A boater's wish list for public docking, preferably free, he said, would include the South Side and Strip District, two top destinations with limited or no transient docking spaces, and the shoreline under the David L. Lawrence Convention Center, "where there's a nice little park, a concrete wall with no tie-up cleats and shrubbery so that if you could get out of your boat, you'd step into a tree."
A plan is in the preliminary design phase for a riverfront park to accommodate watercraft at the convention center, between the Ninth Street Bridge and the Norfolk Southern Railroad bridge, said Doug Straley, development manager for the Sports & Exhibition Authority.
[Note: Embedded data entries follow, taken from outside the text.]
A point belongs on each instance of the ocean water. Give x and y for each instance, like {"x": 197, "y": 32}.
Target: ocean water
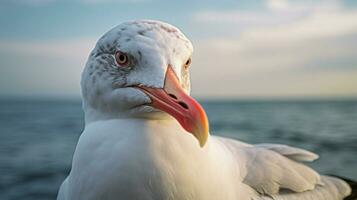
{"x": 38, "y": 137}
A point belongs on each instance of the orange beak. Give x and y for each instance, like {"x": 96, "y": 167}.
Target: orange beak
{"x": 173, "y": 100}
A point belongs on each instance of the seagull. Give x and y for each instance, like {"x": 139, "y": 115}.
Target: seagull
{"x": 146, "y": 138}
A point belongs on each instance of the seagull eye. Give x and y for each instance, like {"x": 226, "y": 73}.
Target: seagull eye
{"x": 121, "y": 59}
{"x": 187, "y": 63}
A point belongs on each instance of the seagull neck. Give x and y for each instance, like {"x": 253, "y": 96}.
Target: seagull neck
{"x": 93, "y": 115}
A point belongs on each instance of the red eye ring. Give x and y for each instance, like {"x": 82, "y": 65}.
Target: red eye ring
{"x": 121, "y": 59}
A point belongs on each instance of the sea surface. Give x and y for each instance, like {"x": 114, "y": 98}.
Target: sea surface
{"x": 38, "y": 137}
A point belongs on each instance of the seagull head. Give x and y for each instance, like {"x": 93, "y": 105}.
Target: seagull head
{"x": 141, "y": 69}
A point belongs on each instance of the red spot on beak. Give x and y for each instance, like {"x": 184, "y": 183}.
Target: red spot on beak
{"x": 173, "y": 100}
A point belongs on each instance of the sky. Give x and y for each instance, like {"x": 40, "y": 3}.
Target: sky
{"x": 242, "y": 49}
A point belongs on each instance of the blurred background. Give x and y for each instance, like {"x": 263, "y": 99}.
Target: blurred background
{"x": 273, "y": 71}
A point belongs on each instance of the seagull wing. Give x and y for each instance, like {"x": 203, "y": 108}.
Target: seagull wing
{"x": 275, "y": 171}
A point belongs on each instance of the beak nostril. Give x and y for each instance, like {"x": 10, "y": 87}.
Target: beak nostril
{"x": 173, "y": 96}
{"x": 184, "y": 105}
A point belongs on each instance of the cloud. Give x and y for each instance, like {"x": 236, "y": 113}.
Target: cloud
{"x": 43, "y": 67}
{"x": 310, "y": 56}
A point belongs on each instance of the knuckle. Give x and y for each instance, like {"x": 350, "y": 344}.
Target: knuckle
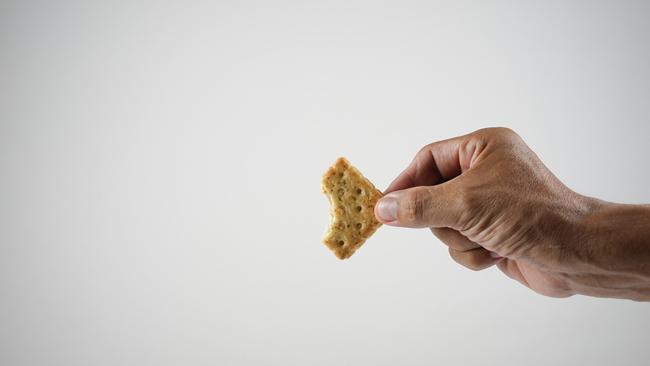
{"x": 472, "y": 260}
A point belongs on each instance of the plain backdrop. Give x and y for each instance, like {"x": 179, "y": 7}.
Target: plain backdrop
{"x": 160, "y": 168}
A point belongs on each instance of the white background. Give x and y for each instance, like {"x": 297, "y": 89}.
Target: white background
{"x": 160, "y": 168}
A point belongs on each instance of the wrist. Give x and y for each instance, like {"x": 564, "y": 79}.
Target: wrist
{"x": 612, "y": 249}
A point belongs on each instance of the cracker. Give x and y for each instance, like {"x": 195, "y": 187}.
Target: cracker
{"x": 352, "y": 201}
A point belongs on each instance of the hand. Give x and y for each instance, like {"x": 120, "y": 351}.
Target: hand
{"x": 490, "y": 199}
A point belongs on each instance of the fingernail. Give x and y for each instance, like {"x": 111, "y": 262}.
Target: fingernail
{"x": 387, "y": 209}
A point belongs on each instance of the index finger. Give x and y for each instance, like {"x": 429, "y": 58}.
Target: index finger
{"x": 433, "y": 164}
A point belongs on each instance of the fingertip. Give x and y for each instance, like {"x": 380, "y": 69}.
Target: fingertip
{"x": 386, "y": 209}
As for existing marinas, space is down because of the storms spawned by Hurricane Ivan in September. The Sharpsburg Boat Dock was destroyed and has not come back. Others devastated have rebuilt but with less space.
Tredinnick said transient docking may be a great need but that people have to get into the river first and that, with just one public launch site on the South Side, Pittsburgh has "a great unmet need." The commission recently set up matching-fund grants to help municipalities create public boat ramps. A $200,000 grant helped Pittsburgh improve its South Side ramp. Last week, Sharpsburg was granted $150,000 to build a public boat launch.
James McCarville, executive director of the Port of Pittsburgh Commission, said he wouldn't be surprised if the Station Square marina inspires more development of transient docking spaces in the area.
"The Bassmaster Classic was an outstanding example of what the rivers can mean to the community," he said. "The mentality of Pittsburgh turning its back on the rivers is coming to an end."